Christopher Priest, Futur intérieur (A dream of Wessex), 1977, Folio SF
n°226, 334 pages.
La science-fiction me
laisse froide – euphémisme. C’est un handicap, j’en ai conscience, étant donné
que mon travail de lectrice et de critique est centré sur l’imaginaire. Je suis
venue à Christopher Priest grâce à un film – impeccable – de Christopher Nolan,
Le Prestige. Mais impossible de
trouver en librairie, dans ma ville, pourtant la deuxième ou troisième des
villes de France, le roman Le Prestige
de Priest, dont le film est une adaptation. Curieuse, cependant, j’achète chez
le Gibert local ce Futur intérieur du
même auteur, dont la couverture me semble inspirée de Métropolis.
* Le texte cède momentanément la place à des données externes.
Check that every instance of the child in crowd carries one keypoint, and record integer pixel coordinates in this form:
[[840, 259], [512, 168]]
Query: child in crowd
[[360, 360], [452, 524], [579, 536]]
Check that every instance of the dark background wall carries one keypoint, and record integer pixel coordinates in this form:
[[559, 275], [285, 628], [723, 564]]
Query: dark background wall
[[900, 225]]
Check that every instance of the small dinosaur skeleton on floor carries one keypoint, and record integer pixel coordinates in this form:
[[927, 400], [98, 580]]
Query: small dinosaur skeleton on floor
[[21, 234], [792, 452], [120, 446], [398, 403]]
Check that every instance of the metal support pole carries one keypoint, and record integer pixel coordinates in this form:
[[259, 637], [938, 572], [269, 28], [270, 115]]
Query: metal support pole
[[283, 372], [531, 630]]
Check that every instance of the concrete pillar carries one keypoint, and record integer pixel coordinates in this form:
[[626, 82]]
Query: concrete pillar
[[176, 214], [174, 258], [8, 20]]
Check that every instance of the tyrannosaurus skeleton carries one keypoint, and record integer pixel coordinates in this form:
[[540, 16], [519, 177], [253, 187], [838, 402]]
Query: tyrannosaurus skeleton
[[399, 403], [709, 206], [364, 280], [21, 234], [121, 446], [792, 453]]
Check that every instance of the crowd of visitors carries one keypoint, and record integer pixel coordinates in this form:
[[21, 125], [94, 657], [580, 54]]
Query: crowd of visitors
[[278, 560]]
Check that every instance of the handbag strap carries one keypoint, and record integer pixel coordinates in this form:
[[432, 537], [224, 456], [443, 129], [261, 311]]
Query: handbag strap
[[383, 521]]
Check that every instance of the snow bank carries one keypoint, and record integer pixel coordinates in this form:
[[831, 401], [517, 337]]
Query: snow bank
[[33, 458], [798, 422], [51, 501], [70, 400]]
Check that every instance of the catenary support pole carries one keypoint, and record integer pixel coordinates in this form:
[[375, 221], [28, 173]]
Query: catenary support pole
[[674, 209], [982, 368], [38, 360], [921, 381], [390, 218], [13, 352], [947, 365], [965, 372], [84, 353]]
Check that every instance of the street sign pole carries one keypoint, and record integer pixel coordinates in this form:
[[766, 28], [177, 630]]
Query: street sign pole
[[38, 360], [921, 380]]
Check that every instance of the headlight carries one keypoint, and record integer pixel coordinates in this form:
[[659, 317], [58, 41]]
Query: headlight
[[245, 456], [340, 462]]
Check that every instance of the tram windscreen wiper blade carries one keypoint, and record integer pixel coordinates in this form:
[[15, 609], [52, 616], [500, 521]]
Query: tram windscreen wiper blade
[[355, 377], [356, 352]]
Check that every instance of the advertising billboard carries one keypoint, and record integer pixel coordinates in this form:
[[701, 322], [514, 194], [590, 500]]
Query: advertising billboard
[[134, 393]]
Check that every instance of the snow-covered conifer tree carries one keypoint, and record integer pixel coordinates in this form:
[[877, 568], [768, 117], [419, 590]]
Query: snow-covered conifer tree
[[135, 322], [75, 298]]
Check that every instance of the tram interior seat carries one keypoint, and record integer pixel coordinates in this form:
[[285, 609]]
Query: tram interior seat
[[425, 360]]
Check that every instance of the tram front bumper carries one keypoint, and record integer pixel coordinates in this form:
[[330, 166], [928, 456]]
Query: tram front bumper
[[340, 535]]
Enfin, disons, un petit air mi-années 20 mi-pop art
passé à la moulinette de l’infographie.
Julia Strenton, géologue de formation, a
intégré l’équipe des 39 scientifiques qui participent au projet Wessex. Il
s’agit, pour les membres de l’équipe, de se glisser à l’intérieur des tiroirs
froids et métalliques d’une « morgue » et de laisser leur vie de fin
XXe siècle en suspens pour imaginer le futur, à 150 années de là. Les scientifiques
« projettent » (c’est le terme employé, l’expérience est basée sur la
« projection ») leur inconscient, et créent, sur les lieux mêmes de
leur sommeil, une espèce de paradis anticipé. Le monde est, selon eux, au XXIIe
siècle, divisé en deux parties strictement différenciées : un monde
communiste, soviétique – disons, pour faire court, la partie est du globe – et
un monde englobant les USA et quelques autres pays, où dominent à la fois
l’Islam et un capitalisme bon teint. Rappelons-le : le roman a été écrit
en 1977, le mur de Berlin n’était pas tombé, on était encore plus ou moins dans
la guerre froide. Le basculement dans l’Islam des USA n’est, dans le roman,
qu’une incidente dans la primauté de l’énergie. La religion, ici, c’est le
pétrole, et rien de plus.
Julia Strenton a vécu avec
Paul Mason, un sale type du genre pervers narcissique – mais là encore, en
1977, le terme n’avait pas la résonance qu’il a aujourd’hui. Paul s’est
ingénié, durant les deux ans qu’a duré leur relation, à rabaisser Julia, et à
lui prouver par A+B qu’elle n’était rien, qu’elle n’avait aucune valeur. Julia
l’a quitté, a intégré le projet Wessex, et a trouvé, dans la
« projection » de son inconscient, une sorte de stabilité et de
sérénité. Mais… Paul Mason réapparaît dans sa vie, et prend la tête du projet
Wessex. La projection de l’inconscient du pervers narcissique va mettre à bas
toute l’édification du futur projeté par les 39 – enfin, 38, si l’on excepte
Paul Mason – scientifiques du projet Wessex.
On le sait, pour qu’il y
ait science-fiction, il faut une machine. Sinon, on est dans le domaine du
fantastique. La machine qu’imagine Christopher Priest a des allures de morgue,
et permet d’imaginer le paradis : les 38 scientifiques ont
« bâti » une île, qui s’est détachée de l’Empire britannique suite à
un tremblement de terre, et qui ressemble à un lieu de villégiature
merveilleuse, quand le reste du monde est soumis à la pollution et à
l’industrialisation. L’irruption de l’inconscient de Paul Mason va détruire ce
paradis. Lui, il ne pense qu’à reprendre l’ascendant sur Julia, tandis que les
autres cherchent à comprendre comment le XXe siècle a pu conduire à
l’autodestruction.
C’est là, du moins, ce que
j’ai compris du roman de Christopher Priest. Les passages d’une époque à l’autre
– du XXe au XXIIe siècle – sont clairement délimités, et le lecteur n’est pas
perdu dans la narration. La plus belle invention du roman, celle qui procure le
plus d’émotion, est sans doute le mascaret, cette vague annoncée à coup de
canon deux fois par jour, qui vide les plages et fait accourir les surfeurs.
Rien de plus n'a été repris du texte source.